C’est pour éviter d’être accusés d’écoblanchiment que plusieurs fabricants et grands détaillants procèdent à l’analyse du cycle de vie (ACV) de leurs produits lorsqu’ils prennent le virage du développement durable. « Cet outil permet d’évaluer les impacts d’un produit sur l’environnement depuis l’extraction des matières premières jusqu’à l’élimination des déchets », explique Valérie Becaert, directrice exécutive du Centre interuniversitaire de recherche sur le cycle de vie des produits, procédés et services (CIRAIG), rattaché à l’École polytechnique.
Liberté l’a fait, en collaboration avec le CIRAIG. L’entreprise a procédé à l’analyse des impacts de la fabrication de ses yogourts, depuis les procédés de production du lait jusqu’à l’élimination des contenants en plastique. L’exercice a surpris Martin Valiquette. « Nous avons compris que les impacts les plus importants de nos produits étaient chez nos fournisseurs, les producteurs de lait », dit-il. Depuis, le dirigeant a entrepris une vaste campagne de sensibilisation auprès de ces derniers pour qu’ils réduisent ces impacts.

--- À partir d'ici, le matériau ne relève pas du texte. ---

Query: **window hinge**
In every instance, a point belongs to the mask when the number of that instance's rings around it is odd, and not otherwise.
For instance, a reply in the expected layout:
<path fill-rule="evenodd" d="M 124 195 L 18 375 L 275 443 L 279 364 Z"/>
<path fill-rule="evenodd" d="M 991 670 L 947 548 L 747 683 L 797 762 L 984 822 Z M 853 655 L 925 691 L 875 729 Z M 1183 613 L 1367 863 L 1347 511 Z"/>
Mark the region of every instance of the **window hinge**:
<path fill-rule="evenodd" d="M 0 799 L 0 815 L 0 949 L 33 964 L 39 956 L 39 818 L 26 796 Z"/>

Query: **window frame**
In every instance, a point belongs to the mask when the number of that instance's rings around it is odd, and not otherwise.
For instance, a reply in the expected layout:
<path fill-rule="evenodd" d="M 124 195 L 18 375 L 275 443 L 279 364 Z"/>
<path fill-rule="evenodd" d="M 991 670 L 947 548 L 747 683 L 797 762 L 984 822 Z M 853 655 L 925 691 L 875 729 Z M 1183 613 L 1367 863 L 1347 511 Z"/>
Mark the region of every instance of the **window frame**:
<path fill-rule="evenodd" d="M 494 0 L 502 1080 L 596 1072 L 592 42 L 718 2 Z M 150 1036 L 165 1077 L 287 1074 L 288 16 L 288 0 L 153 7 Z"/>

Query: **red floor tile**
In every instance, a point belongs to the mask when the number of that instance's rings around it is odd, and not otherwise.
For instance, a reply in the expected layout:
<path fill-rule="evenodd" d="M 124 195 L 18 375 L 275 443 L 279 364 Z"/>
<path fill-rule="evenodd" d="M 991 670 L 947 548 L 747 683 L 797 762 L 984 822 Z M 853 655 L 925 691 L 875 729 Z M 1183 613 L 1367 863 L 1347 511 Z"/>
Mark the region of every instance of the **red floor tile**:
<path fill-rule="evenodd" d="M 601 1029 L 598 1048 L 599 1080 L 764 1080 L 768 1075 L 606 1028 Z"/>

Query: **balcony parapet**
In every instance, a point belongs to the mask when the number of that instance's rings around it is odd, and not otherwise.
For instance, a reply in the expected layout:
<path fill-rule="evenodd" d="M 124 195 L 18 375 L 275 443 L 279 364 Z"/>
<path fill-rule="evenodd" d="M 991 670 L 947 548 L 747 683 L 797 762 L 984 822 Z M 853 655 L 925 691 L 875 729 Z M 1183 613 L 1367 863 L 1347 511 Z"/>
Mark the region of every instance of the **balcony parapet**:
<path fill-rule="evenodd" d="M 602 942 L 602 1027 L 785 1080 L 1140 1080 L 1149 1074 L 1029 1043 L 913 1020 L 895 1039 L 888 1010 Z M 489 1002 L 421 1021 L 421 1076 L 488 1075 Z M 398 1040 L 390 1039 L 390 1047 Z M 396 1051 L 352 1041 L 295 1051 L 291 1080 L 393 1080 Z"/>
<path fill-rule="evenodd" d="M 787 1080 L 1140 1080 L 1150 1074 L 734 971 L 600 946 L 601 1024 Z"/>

Même constat chez Rona, qui a utilisé la méthode du cycle de vie pour développer sa gamme de produit Rona Eco, qui comprend de la peinture, des produits nettoyants, de l’engrais et différents accessoires (balais, pelles, râteaux) faits de
matières recyclées. « Nos recherches ont montré que les impacts les plus graves se produisent durant la phase de fabrication », explique François Régnaud, directeur, Gestion de l’information, de Rona.
Le détaillant québécois a donc décidé de lancer l’an dernier un vaste programme de formation sur l’écoconception auprès de ses fournisseurs. L’écoconception consiste à utiliser l’approche du cycle de vie dès le design d’un produit afin de s’assurer que son procédé de fabrication aura le minimum d’impact sur l’environnement et qu’il sera recyclable. Jusqu’ici, 40 fournisseurs ont suivi le cours.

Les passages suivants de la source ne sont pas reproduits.